Member of Parliament, 2nd Lok Sabha
- In office 1957–1962
- Constituency: Dhubri

Member of Parliament, 1st Lok Sabha
- In office 1952–1957
- Constituency: Dhubri

Member of Assam Legislative Assembly
- In office 1937–1945
- Constituency: Goalpara East

Personal details
- Born: Mohammad Amjad Ali 26 September 1903 Goalpara, Assam Province British India (now Assam, India)
- Party: Praja Socialist Party
- Spouse: Nurjehan Begum
- Children: 6
- Parent: Amiruddin Ahmed (father);
- Education: BSc LL.B.
- Alma mater: Cotton College (now Cotton University) Aligarh Muslim University

= Amjad Ali (Assam politician) =

Indian politician

Mohammad Amjad Ali (born 26 September 1903, date of death unknown), commonly known as Amjad Ali, was an Indian politician and lawyer of the Supreme Court of India who served parliament member twice collectively from 1952 to 1962, and represented Dhubri constituency after he was elected in the first and second general elections. He was affiliated with the Praja Socialist Party.

== Biography ==
He was born on 26 September 1903 in Goalpara, Assam Province of British India (now Assam, India) to Maulvi Amiruddin Ahmed. He did his early schooling from Dhubri Zilla School, and later attended Cotton College (now Cotton University) and Aligarh Muslim University. He served president of Goalpara District Students Conference for Abhayapuri in 1938, and later in 1939 president of Muslim Students Federation for Kamrup District until he was appointed president of All India Muslim Students Federation for Sylhet in 1944.

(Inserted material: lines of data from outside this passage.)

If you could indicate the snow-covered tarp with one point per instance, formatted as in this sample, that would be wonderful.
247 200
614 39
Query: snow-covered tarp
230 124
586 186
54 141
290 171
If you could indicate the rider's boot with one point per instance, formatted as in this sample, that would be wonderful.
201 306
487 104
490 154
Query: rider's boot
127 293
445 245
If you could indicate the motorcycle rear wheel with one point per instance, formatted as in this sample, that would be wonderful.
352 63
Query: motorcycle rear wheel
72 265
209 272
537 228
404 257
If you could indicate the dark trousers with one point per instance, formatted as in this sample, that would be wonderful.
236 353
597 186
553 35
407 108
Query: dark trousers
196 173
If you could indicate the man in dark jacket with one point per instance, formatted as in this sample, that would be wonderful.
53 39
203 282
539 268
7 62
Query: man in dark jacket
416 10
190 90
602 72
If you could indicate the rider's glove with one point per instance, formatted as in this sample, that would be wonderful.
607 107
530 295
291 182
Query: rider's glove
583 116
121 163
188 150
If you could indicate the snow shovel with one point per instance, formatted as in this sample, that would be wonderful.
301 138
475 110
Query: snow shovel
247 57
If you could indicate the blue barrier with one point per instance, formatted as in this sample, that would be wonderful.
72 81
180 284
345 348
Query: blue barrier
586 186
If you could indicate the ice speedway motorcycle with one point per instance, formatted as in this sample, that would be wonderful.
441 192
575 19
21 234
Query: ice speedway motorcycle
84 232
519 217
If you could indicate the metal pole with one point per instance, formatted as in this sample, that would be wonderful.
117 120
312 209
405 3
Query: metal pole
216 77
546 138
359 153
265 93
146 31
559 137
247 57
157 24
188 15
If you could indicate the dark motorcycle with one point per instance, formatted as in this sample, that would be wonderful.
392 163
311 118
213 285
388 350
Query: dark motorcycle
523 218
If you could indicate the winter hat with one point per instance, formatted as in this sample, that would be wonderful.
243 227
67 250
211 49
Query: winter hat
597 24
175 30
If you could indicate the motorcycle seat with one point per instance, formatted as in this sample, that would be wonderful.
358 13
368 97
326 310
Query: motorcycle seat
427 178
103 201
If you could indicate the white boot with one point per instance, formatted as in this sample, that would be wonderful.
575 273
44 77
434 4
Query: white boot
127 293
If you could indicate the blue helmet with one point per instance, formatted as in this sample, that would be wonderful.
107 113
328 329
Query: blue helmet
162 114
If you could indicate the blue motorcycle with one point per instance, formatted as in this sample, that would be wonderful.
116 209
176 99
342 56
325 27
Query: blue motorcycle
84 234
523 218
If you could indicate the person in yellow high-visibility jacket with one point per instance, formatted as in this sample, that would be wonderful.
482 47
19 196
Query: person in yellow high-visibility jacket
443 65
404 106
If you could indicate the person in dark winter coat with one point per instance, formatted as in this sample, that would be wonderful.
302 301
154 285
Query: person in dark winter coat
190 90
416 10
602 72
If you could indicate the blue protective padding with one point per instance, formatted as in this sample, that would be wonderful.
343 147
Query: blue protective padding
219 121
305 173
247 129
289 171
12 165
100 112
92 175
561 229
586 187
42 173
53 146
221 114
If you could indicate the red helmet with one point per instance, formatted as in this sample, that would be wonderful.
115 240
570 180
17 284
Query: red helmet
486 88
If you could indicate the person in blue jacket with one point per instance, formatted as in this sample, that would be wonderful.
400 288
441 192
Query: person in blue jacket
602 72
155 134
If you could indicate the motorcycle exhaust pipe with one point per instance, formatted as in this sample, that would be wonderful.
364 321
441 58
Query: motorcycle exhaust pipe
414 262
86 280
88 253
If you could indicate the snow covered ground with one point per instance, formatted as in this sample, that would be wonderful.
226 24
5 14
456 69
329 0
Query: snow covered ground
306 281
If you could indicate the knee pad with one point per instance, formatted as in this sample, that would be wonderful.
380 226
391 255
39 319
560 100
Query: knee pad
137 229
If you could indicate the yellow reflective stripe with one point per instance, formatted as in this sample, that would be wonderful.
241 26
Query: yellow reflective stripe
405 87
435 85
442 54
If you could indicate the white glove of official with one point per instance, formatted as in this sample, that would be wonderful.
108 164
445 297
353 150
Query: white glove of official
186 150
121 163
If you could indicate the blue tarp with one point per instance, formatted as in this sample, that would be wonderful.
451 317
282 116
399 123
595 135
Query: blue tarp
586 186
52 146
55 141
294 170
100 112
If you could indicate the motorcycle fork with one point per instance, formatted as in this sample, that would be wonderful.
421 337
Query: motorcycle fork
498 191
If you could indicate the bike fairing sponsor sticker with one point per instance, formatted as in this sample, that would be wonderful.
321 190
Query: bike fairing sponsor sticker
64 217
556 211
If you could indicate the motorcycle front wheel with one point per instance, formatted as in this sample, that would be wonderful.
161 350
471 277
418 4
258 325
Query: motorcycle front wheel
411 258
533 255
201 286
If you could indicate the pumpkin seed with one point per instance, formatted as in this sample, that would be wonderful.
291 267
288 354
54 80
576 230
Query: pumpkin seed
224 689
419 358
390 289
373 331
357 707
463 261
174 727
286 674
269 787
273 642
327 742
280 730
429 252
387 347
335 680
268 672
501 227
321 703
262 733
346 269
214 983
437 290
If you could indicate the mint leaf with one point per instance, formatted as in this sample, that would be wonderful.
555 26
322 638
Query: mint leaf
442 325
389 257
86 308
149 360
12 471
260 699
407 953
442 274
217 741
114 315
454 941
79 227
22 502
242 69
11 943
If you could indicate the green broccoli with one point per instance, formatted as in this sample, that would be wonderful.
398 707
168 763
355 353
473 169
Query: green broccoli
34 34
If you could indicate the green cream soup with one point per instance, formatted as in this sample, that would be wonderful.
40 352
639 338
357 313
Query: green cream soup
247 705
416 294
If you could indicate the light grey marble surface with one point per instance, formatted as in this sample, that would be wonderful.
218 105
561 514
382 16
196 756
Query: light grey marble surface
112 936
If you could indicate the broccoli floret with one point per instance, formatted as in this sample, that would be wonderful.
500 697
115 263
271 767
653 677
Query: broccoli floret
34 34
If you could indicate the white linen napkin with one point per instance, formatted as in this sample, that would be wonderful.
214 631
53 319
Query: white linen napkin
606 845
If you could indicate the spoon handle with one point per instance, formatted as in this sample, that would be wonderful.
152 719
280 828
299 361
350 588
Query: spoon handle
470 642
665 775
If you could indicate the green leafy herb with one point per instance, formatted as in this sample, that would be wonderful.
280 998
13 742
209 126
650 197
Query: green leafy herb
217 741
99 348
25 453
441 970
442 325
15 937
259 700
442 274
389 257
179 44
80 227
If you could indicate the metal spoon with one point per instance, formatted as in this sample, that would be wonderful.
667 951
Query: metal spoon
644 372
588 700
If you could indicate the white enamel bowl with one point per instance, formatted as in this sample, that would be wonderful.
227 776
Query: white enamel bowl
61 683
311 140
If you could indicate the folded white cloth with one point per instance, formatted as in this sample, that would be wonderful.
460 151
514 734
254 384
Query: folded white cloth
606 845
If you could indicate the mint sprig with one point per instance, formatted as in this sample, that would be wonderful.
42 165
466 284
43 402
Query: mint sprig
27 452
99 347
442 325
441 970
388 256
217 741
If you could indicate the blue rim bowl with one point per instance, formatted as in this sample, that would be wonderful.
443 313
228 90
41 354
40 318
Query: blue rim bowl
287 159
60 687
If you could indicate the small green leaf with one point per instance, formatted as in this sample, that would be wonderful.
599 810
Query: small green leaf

Amjad also served vice-president of Assam Provincial Muslim League (formerly member of the Socialist Party) from 1939 to 1941, and later member of Dacca University Court from 1939 to 1945 for Faculty of Arts and Law, member of University of Calcutta from 1943 to 1948. He later served in the Partially Excluded Areas Conference in 1940 and subsequently served at the member of the editorial board of the Daily English Man and Aligarh Daily Mail. Prior to serving parliament member, he served member of Assam Legislative Assembly from 1937 to 1945.

As a writer, he wrote about Louis XIV and was awarded Ibn Khaldun Gold Medal for his publication.

== Personal life ==
He married Nurjehan Begum in November 1923, with whom he had three daughters and three sons.